# Look who creeped out from under my Office building



## woodsbaby (Aug 10, 2009)

A black rat snake!!!! and yeah that's me taking the pictures... we were doing our thing in the office (the gray house in back ground with office mates watching at safe distance) when someone starts banging on our window and asks if the snake was poisonous... So I go out and take pictures as it slithers around into our new rain garden(still under construction but attracting wildlife apparently)... at one point I'm kneeling by the snake and telling the others about it(crocodile hunter style... I love snakes) and it decides that I'm not a treat and slithers over the back of my legs... :shade: 

just wanted to share :darkbeer:


----------



## okpik (Dec 1, 2005)

I like snakes, too. There's not much that makes you the "cool mom" when your son is in elementary school better than "letting" him have snakes for pets...


----------



## pragmatic_lee (Jan 19, 2008)

Interesting "play on words" in your thread title. Looks like your office mates might have been a bit creeped out by what crept out.


----------



## Horses&Hunting (Oct 10, 2007)

I'm not to scared of snakes, just depends on what kind they are. Use to have one for a pet. I'll hold a snake before I would an earth worm lol.


----------



## ebonarcher (Mar 2, 2008)

Nice snake, less mice.


----------



## buckeye_girl (Nov 1, 2008)

Awesome!!! We had them all over the place I used to work.

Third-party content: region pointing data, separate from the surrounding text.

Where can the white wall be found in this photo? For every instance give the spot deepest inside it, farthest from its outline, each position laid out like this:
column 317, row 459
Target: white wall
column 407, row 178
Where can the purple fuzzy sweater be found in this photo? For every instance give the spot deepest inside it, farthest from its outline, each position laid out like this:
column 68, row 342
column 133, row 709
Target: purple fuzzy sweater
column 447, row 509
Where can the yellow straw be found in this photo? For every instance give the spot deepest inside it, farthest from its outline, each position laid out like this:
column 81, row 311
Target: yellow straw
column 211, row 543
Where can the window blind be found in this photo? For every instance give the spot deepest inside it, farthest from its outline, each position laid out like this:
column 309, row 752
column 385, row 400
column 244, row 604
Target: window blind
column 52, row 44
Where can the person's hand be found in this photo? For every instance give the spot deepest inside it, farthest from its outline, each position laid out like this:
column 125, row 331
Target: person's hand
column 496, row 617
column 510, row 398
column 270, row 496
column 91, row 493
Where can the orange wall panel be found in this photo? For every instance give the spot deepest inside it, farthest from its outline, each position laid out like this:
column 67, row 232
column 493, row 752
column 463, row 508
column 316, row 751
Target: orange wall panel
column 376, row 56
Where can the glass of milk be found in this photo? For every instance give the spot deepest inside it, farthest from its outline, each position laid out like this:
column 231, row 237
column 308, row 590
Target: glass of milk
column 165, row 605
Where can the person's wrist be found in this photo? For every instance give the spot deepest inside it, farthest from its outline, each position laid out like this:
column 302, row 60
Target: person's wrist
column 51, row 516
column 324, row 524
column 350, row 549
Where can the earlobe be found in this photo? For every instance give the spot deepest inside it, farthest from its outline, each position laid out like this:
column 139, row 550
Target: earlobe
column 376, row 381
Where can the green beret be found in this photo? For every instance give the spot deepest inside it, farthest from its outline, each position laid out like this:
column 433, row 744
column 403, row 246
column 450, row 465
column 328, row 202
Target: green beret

I saw a cute lil head poking out of the grass one day and went over. . . it wasn't so little!! I still took pics and watched it. Creeped the men out.


----------



## swbuckmaster (Dec 20, 2005)

check out this little water snake


----------



## woodsbaby (Aug 10, 2009)

swbuckmaster said:


> check out this little water snake


lol... don't think I would get so close to a copperhead as I did the ratsnake... awesome picture btw... and water snakes are MEAN! Can't tell you how many times I've been bit by a watersnake... but I guess thats what I get for always picking them up

and I used to have snakes for pets as a kid too...

LOL... my hunting/fishing friend about flipped out on me once while fishing because I leaned over the side of the boat and picked up a 10 inch rough green snake out of the water. He tried to give me a lecture about picking up snakes and that they could be poisonous(venomous) till I promptly pointed out to him that I know my snake ID and he doesn't and so I knew this snake wasn't poisonous and I knew it didn't belong in the middle of a large lake and probably fell out of overhanging trees or wandered too far. he thought it was a green mamba...


----------



## z28melissa (Feb 8, 2007)

haha I love the second pic, everyone in the background looks freaked out LOL


----------



## tn_huntress (Apr 18, 2008)

z28melissa said:


> haha I love the second pic, everyone in the background looks freaked out LOL


I like the 2nd pic too, I see two open mouths lol


----------



## Ms.Sapphire (Dec 15, 2004)

swbuckmaster said:


> check out this little water snake


Just in case you didn't realize the mistake here: 
This snake is a COPPERHEAD; not a Northern Water Snake!!!! 

Yes, they are easily confused. The best way to tell a poisonous snake is a triangular shaped head. You can clearly tell from this photo that the copperhead's cheeks stick out more than the rest of his face. 

The copper colored head is the other give-a-way. Although in my neck of the woods we have seen several copperheads with exceptionally darker heads.

The other difference is the copperheads stout body with the tiny tail. The northern water snake is much more the same diameter from head to tail, with a longer tail. 

The photo of the Northern water snake is from www.ohiodnr.com


----------



## Ms.Sapphire (Dec 15, 2004)

Oh, I also meant to say those are some awesome black rat photos!!


----------



## SCBOWHUNTER903 (Jan 28, 2010)

i hate snakes


----------



## Supershark (Dec 14, 2004)

SCBOWHUNTER903 said:


> i hate snakes


Dido!!!


----------